Better grades of vinyl siding can be as thick as .055”. They cost up to $5 per square foot installed but are far less likely to crack or be damaged by wind. Top grades also offer premium colors that are deeper and far less likely to fade.

Aluminum Siding Offers Heat Resistance and Better Durability

This type of siding originated in the 1930s as a durable, low-maintenance alternative to wood siding. It has been surpassed by vinyl in popularity, but the current generation of aluminum siding has a lot to offer. The paint is better, so the chalking and fading of early siding is no longer the issue it was.

As with vinyl siding, you’ll be better off choosing premium grades of aluminum. The siding will stand up to bumps better without denting and has tougher paint that is less likely to scratch. If you want slightly better durability to vinyl in a product that is also resistant to heat, this is a good choice. Aluminum siding costs range up to $7 per square foot installed.

Steel Siding Offers Excellent Protection and the Best Durability

The drawback to steel siding is that it may not be available in the same number of styles and colors as vinyl or aluminum. What it does provide is superior protection to weather events like high winds or hail. It is also very durable and should last up to 30 years. Like vinyl and aluminum, it is resistant to insects. Quality steel siding costs up to $7 per square foot installed.

Vinyl siding is the best material for short-term affordability, but steel gives you the best long-term value. Whichever type you choose, make sure you hire a qualified siding contractorwith good experience to handle the installation. The quality of the installation has much to do with the performance and durability the siding will give you in the years ahead.

When is the Best Time of Year to Replace the Siding on your Home?

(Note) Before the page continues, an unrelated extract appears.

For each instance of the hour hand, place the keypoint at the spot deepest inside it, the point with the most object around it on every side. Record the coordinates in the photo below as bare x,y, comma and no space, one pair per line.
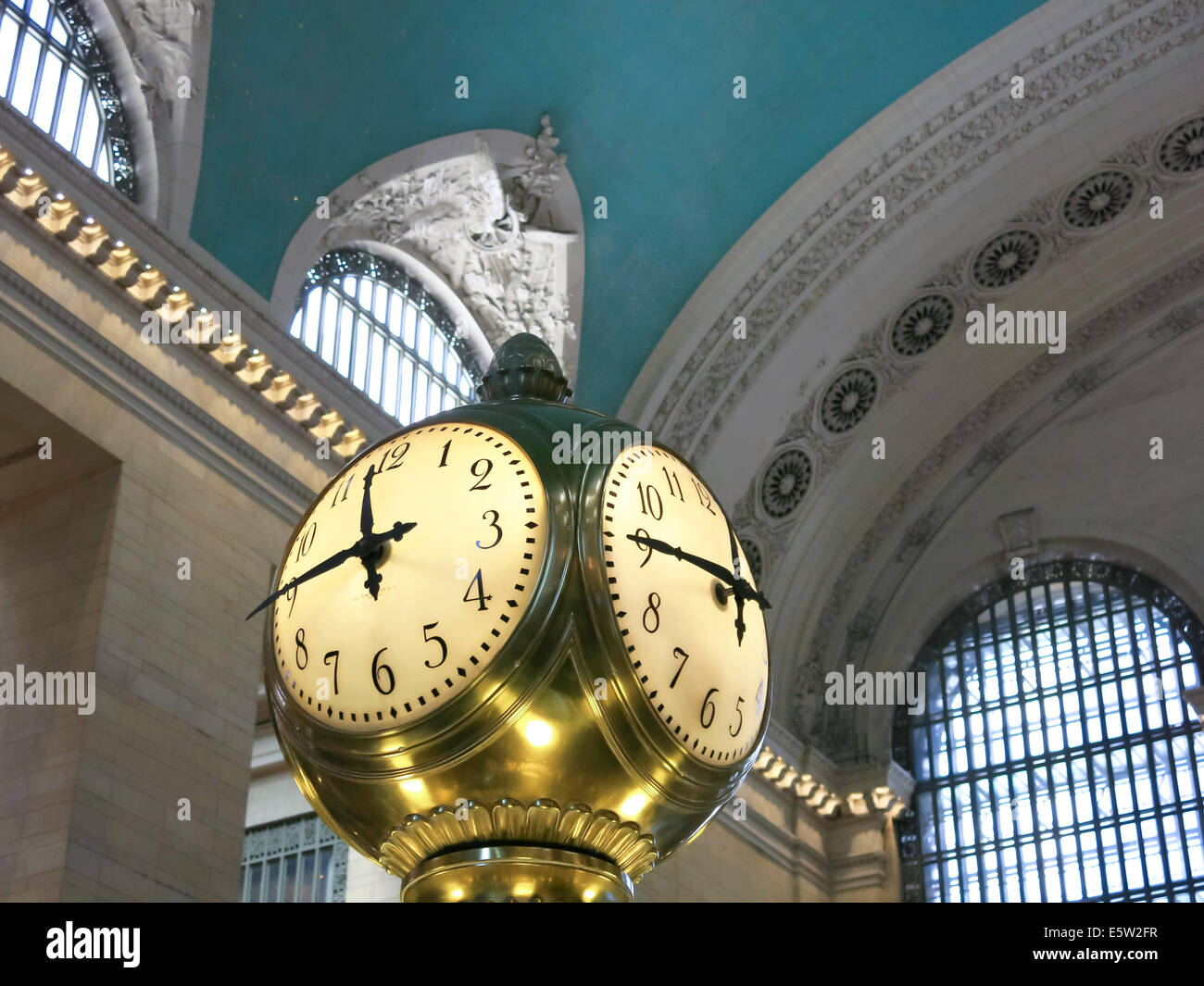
366,505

Fall is a the best time to replace the siding on your home for several reasons. Here is why:

1. Prices are Lower in the Fall

Most homeowners get quotes for having their siding replaced in spring and summer. That means that siding contractors are busier in those seasons. Many have as much or more work than they want. Under those circumstances, they write the highest estimates of the year for any new work.
In the fall, the business starts to slack off and they get a little more “hungry.” In cold climates, they want to keep their crew working a little longer before shutting down for the year. You’ll find lower siding price quotes for installation in the fall, especially when you get at least 3 written estimates from contractor who know they are competing for your business.
More good news about prices is that the material is often put on sale in late summer or early fall. Building supply companies want to move out old inventory to make room for winter products they sell or for the next year’s new styles. You might even find clearance deals on very nice siding you’ll love.

2. Summer Heat can Affect Siding Installation

Vinyl siding expands in the heat of summer. If it is installed in hot weather and nailed too tight, it might buckle or crack when it contracts in the cold weather of winter. The mid-range temperatures of fall are ideal for siding vinyl siding installation, and this principle applies to wood siding too.

3. Your Home will be Ready for Winter

Gaps in old siding or the lack of house wrap on your home can raise your utility bills this winter. If you have new siding installed this fall, a competent siding crew will caulk gaps in the construction before putting on the new siding. If your home doesn’t have house wrap, this is an ideal opportunity to put it on before it is covered up by the new siding.

Siding Replacement in Warm Climates Vs. Cold Climates

If you live where winters are mild, then for you, best time of year to replace your siding will be late fall or early winter. In colder climates, you want your siding, especially vinyl siding, installed before freezing weather hits when siding gets slightly brittle and can crack during installation. In cold climates, the period from Labor day to mid-October is ideal.